Scientific classification
- Kingdom: Plantae
- Clade: Tracheophytes
- Clade: Angiosperms
- Clade: Magnoliids
- Order: Magnoliales
- Family: Annonaceae
- Genus: Desmos
- Species: D. polycarpus
- Binomial name: Desmos polycarpus Jessup

= Desmos polycarpus =

- Authority: Jessup
- Conservation status: LC

Species of flowering plant

Desmos polycarpus is a species of plants in the custard apple family Annonaceae found only in northeastern Queensland, Australia.
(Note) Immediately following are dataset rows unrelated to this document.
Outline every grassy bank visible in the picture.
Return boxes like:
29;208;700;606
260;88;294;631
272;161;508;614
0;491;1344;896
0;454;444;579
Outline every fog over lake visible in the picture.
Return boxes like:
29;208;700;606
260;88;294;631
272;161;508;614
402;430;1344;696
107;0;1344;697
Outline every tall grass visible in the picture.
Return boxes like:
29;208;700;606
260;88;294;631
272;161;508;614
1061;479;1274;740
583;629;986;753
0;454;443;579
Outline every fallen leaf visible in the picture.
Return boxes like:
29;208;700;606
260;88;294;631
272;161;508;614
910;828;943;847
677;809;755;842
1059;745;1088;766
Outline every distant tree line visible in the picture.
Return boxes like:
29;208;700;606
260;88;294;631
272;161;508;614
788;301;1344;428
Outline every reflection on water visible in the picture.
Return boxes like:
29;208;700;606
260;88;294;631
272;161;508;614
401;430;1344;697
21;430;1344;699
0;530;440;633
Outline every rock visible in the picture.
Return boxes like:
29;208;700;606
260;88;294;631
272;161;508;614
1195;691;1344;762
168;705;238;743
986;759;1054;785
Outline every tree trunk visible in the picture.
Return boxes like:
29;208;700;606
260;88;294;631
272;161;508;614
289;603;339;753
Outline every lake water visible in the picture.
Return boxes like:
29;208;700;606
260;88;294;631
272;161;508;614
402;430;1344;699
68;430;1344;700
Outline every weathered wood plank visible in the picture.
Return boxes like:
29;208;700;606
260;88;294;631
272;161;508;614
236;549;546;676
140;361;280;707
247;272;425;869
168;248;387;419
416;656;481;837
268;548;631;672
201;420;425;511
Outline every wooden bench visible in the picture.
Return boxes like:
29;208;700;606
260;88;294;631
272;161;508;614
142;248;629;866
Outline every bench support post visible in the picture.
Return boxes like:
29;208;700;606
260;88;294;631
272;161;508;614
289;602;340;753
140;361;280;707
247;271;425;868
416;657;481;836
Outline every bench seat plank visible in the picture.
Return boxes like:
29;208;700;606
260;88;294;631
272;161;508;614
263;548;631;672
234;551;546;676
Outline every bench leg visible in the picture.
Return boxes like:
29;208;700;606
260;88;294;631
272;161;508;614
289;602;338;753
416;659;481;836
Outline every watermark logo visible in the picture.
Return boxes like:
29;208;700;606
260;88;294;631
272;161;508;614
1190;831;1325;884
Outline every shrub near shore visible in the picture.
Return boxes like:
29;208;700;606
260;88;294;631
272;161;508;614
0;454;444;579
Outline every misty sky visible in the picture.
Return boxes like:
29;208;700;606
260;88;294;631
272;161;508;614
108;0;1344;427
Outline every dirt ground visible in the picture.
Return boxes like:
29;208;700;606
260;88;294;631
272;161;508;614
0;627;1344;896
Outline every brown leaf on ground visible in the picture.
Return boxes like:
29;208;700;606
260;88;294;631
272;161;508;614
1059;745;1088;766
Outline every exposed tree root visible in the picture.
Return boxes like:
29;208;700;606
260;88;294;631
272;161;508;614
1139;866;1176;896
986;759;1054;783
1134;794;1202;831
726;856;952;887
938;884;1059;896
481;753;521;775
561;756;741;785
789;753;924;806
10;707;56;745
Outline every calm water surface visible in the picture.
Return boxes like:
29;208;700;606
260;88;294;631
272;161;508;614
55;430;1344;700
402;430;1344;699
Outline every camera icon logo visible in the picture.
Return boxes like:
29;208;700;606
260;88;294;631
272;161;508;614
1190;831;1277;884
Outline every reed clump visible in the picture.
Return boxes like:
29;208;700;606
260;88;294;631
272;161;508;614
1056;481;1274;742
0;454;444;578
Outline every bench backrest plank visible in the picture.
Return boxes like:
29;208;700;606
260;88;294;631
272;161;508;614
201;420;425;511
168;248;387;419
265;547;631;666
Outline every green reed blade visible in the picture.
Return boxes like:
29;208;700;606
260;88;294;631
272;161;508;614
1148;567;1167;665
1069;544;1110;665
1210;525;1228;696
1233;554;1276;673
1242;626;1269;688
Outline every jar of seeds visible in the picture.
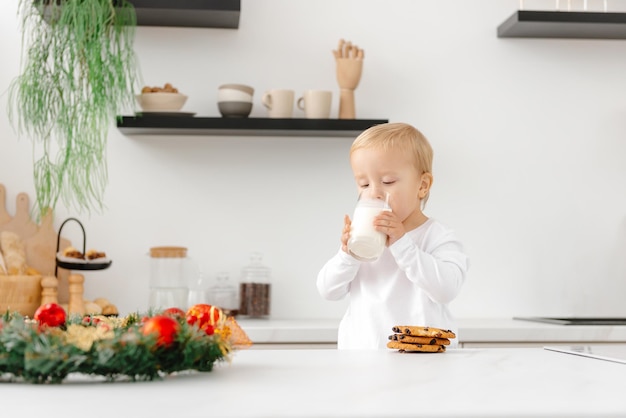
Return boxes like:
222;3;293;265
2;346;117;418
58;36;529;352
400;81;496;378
239;252;271;318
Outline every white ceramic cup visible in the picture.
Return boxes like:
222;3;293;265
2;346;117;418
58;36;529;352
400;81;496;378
261;89;295;118
217;84;254;103
348;188;391;261
298;90;333;119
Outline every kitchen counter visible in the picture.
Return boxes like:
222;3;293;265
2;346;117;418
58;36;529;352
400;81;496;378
238;318;626;346
1;348;626;418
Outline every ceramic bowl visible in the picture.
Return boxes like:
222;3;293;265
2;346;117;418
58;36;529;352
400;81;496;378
217;102;252;118
135;92;187;112
217;84;254;102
It is a vine with stems up to 5 cm diameter, although it may appear as a shrub when young. The leaves are simple and alternate and measure up to 16 cm long by 6 cm wide. Flowers are about 5 cm wide and greenish yellow, with 3 sepals and 6 petals in two whorls of 3. The fruit is an about 1 cm wide and 6 cm long. It is found in rainforest and gallery forest from about Lockhart River on Cape York Peninsula, to the Atherton Tableland southwest of Cairns. It was first described by Australian botanist Laurence W. Jessup in 2007.

==Conservation==
This species is listed as least concern under the Queensland Government's Nature Conservation Act. As of 11 January 2025, it has not been assessed by the International Union for Conservation of Nature (IUCN).